« La Nature aime se voiler » (Héraclite d'Ephèse)
La matière première est un sommeil. La lumière n'est pas encore. Dans le rêve de la matière, les yeux ne sont pas encore. L'œuvre est au noir. Nous sommes et nous ne sommes pas.
« Au commencement sans commencement était la beauté
Et la beauté était la matière
Et la matière était la beauté
La beauté était dans la matière et la matière était en elle
Mais la beauté était cachée ». (Chant orphique)
Obscur désir né de la matière obscure, le mot lumière créa les yeux. Et voici les yeux des astres, les yeux des globes, les yeux des particules, les yeux des filaments, les yeux des membranes et des agencements de membranes, voici les molécules et leurs yeux de graine. Tout tombe. Tout tombe et ne tombe pas. Tout flotte, sans verticale ni horizontale, et tout ce qui est en haut est comme ce qui est en bas.
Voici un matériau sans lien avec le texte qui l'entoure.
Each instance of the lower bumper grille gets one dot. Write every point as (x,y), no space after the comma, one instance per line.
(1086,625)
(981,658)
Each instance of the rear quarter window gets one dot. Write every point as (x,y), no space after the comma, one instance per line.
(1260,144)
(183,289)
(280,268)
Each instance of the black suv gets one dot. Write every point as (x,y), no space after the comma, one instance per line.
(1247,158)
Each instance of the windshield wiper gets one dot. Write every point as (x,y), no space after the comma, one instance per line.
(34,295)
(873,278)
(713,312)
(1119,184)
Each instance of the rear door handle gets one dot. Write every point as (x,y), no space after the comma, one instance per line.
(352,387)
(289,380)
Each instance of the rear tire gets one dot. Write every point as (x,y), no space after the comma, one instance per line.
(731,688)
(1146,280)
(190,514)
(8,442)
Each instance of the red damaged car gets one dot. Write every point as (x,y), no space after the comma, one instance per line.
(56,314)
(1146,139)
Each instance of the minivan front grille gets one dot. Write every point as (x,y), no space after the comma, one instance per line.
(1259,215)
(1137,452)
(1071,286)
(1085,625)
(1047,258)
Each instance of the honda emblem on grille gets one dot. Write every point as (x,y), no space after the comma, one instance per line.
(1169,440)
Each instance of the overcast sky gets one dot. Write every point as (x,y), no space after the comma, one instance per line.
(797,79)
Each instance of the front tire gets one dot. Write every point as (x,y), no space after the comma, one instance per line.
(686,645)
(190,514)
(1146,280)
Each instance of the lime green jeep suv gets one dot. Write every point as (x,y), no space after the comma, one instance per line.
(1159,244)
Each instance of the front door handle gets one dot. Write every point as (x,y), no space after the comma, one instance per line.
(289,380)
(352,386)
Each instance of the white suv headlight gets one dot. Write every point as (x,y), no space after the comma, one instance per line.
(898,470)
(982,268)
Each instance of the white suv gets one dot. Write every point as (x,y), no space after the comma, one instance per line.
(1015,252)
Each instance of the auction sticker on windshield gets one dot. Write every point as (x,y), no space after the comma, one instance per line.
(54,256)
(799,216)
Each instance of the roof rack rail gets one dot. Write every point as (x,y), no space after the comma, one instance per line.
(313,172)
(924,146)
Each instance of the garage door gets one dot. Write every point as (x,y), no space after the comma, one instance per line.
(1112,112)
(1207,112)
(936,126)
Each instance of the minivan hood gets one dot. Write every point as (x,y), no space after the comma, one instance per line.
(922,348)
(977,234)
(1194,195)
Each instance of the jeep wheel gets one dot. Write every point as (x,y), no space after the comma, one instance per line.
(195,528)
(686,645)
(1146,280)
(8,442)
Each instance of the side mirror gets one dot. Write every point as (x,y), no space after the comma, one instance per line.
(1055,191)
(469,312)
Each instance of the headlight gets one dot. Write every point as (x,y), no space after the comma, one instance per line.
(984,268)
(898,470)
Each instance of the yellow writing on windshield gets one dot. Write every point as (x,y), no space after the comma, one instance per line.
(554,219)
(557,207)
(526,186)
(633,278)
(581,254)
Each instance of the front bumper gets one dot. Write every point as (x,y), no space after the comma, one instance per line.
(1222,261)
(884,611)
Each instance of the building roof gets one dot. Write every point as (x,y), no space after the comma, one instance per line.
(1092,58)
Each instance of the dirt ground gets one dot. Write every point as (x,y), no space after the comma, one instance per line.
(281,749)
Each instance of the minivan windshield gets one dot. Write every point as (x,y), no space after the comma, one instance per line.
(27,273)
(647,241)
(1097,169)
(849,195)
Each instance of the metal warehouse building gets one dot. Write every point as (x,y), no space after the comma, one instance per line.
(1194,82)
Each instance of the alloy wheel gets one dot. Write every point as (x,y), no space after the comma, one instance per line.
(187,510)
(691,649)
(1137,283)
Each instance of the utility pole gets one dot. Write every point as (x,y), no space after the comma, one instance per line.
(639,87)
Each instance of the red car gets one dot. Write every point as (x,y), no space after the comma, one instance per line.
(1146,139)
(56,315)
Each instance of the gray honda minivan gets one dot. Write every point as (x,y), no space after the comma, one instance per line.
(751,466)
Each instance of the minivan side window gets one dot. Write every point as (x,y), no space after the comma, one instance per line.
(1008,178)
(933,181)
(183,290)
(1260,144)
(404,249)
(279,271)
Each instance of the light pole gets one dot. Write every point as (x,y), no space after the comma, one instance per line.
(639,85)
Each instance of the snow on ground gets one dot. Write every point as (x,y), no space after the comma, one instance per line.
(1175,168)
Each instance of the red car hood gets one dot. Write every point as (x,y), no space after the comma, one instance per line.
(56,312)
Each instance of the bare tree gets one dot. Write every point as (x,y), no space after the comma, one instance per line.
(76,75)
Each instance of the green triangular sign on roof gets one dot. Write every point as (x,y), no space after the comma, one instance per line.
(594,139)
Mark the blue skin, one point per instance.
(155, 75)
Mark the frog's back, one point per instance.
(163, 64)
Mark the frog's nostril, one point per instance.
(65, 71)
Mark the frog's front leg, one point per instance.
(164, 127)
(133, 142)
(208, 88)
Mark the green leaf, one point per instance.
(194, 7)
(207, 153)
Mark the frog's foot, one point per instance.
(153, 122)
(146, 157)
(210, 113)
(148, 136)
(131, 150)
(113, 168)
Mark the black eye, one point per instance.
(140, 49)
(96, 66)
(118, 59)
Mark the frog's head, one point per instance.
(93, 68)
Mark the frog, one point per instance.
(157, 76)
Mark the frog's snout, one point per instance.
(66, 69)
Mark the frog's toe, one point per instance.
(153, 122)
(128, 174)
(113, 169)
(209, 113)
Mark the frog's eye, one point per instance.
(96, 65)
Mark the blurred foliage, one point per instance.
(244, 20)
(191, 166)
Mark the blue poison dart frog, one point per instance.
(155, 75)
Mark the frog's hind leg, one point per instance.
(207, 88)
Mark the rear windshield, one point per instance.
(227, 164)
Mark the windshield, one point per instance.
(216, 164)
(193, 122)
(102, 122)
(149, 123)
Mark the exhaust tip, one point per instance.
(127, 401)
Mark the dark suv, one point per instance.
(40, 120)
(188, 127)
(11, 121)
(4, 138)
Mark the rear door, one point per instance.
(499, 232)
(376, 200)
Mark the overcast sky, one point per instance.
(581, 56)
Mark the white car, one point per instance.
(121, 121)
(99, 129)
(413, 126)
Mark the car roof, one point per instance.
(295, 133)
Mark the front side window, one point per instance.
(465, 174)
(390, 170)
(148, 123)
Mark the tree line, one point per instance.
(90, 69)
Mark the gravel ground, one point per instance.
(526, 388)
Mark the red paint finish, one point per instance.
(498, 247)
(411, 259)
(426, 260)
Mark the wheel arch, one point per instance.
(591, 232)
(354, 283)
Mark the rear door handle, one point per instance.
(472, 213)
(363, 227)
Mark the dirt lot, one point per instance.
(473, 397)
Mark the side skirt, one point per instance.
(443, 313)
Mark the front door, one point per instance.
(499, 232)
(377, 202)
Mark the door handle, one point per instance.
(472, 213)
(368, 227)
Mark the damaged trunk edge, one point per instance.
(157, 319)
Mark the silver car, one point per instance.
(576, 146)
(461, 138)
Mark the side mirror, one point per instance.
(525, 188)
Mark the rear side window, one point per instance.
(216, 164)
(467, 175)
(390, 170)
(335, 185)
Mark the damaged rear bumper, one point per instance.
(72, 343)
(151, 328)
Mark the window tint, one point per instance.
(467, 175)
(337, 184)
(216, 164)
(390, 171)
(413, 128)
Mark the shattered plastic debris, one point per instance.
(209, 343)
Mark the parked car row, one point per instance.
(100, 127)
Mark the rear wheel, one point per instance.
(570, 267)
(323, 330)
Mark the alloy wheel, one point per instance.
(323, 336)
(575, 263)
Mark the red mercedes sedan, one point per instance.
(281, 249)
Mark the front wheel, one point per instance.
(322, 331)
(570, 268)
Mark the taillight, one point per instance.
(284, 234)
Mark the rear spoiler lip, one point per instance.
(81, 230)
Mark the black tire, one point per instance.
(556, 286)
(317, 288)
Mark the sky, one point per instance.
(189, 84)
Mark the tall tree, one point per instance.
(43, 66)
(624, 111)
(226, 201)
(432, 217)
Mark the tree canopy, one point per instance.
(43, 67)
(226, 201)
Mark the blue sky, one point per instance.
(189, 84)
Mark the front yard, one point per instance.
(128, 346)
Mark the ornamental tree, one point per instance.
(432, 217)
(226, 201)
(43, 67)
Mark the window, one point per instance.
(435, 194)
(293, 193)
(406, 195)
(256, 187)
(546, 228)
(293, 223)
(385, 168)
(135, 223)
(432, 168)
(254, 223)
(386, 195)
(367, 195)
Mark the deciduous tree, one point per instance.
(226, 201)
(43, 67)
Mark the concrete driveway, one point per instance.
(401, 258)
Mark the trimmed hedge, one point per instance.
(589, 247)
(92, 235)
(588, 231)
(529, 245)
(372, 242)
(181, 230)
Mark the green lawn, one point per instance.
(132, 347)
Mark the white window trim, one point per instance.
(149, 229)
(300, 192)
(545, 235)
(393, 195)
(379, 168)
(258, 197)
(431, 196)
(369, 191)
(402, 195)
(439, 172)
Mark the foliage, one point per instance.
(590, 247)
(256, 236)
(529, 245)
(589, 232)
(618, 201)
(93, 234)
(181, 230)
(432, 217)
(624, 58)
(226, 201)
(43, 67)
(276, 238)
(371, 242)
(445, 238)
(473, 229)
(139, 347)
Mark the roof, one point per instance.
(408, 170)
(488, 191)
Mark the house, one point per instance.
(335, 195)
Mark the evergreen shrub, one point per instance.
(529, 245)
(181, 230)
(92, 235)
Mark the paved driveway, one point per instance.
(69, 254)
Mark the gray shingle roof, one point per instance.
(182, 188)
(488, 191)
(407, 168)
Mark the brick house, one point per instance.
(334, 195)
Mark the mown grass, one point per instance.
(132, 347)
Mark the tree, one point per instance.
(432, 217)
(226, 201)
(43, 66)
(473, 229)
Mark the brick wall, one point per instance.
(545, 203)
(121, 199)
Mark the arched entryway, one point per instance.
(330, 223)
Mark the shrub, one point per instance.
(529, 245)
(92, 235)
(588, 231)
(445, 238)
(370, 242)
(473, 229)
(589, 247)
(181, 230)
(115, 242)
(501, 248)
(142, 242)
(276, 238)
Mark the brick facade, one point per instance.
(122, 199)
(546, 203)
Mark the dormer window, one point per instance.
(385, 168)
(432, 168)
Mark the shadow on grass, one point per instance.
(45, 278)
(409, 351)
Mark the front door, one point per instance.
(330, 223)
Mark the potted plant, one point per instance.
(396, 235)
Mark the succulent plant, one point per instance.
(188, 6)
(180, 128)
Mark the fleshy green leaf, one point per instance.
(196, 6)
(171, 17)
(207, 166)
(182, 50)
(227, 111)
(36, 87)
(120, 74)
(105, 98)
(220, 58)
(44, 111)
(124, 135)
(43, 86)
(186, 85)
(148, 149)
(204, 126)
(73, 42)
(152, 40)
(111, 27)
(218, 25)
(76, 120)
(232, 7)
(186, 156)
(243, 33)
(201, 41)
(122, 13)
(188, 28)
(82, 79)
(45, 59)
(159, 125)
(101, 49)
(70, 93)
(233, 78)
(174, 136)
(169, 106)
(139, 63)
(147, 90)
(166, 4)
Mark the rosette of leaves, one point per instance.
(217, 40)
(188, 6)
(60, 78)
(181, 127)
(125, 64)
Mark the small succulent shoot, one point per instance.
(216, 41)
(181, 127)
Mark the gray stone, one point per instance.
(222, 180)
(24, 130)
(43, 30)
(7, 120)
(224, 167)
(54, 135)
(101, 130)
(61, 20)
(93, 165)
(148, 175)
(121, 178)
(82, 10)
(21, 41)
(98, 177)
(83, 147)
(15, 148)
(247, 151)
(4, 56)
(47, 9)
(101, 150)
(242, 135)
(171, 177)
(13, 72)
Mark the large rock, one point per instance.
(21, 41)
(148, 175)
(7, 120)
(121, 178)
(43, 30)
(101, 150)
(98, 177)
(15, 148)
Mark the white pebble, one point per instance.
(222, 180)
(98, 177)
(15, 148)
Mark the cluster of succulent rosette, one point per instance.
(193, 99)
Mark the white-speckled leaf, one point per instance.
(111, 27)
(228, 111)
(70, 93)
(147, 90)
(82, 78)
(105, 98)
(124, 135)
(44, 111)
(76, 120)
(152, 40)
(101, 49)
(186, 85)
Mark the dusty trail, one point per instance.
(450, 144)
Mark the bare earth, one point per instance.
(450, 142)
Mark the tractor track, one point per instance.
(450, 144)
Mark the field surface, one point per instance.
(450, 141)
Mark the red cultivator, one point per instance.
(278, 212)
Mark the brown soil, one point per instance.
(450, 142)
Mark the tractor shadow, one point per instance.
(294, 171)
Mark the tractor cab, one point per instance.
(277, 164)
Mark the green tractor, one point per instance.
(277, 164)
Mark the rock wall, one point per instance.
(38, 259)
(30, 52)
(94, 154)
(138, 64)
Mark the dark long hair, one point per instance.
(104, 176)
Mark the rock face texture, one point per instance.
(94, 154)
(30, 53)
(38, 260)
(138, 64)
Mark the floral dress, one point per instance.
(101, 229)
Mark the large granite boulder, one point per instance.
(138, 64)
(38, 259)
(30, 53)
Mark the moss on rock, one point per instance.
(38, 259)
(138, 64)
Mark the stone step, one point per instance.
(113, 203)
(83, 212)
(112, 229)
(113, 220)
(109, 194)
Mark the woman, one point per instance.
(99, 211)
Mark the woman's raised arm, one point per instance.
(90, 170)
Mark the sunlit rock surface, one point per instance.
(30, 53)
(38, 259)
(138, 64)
La gravité est accomplie.
Et dans la gravité la beauté cachée
En ce monde et pas de ce monde
Comme la connaissance
En ce monde et pas de ce monde
Car la Nature aime se voiler
La gravité aime se voiler
La connaissance aime se voiler
L'innocence aime se voiler
Désir obscur né dans l'ivresse de la lumière, l'innocence met au monde, inlassablement, l'enfant. Dans l'ivresse d'être sans raison, l'être enfant voyage tout seul dans le ventre de la Mère avec, dit-on, le vrai nom de la beauté cachée, le nom auquel elle répond si on l'appelle. L'enfant vient au monde. Il prononce le nom. Il dit le mot « grâce ». On ne l'entend pas.
Il dit :
« Aux ténèbres qui m'ont mené jusqu'ici Je rends grâce pour grâce »
On ne l'entend pas. C'est dans la langue du babil, langue de Sphinx. La langue où chantent les Orphiques et les oiseaux :
« L'homme qui te parle est un Sphinx
L'homme que tu fus, le père que tu as eu était Sphinx
Eh bien, qu'as-tu compris au Sphinx qui te fut soumis ? »*
Car la Nature aime se voiler
La connaissance aime se voiler
L'innocence aime se voiler
La beauté aime se voiler
La beauté des formes sensibles et des êtres mathématiques
Dans un monde suspendu dans le vide et menacé par le vide
La beauté cachée sous les pieds de ceux qui tombent.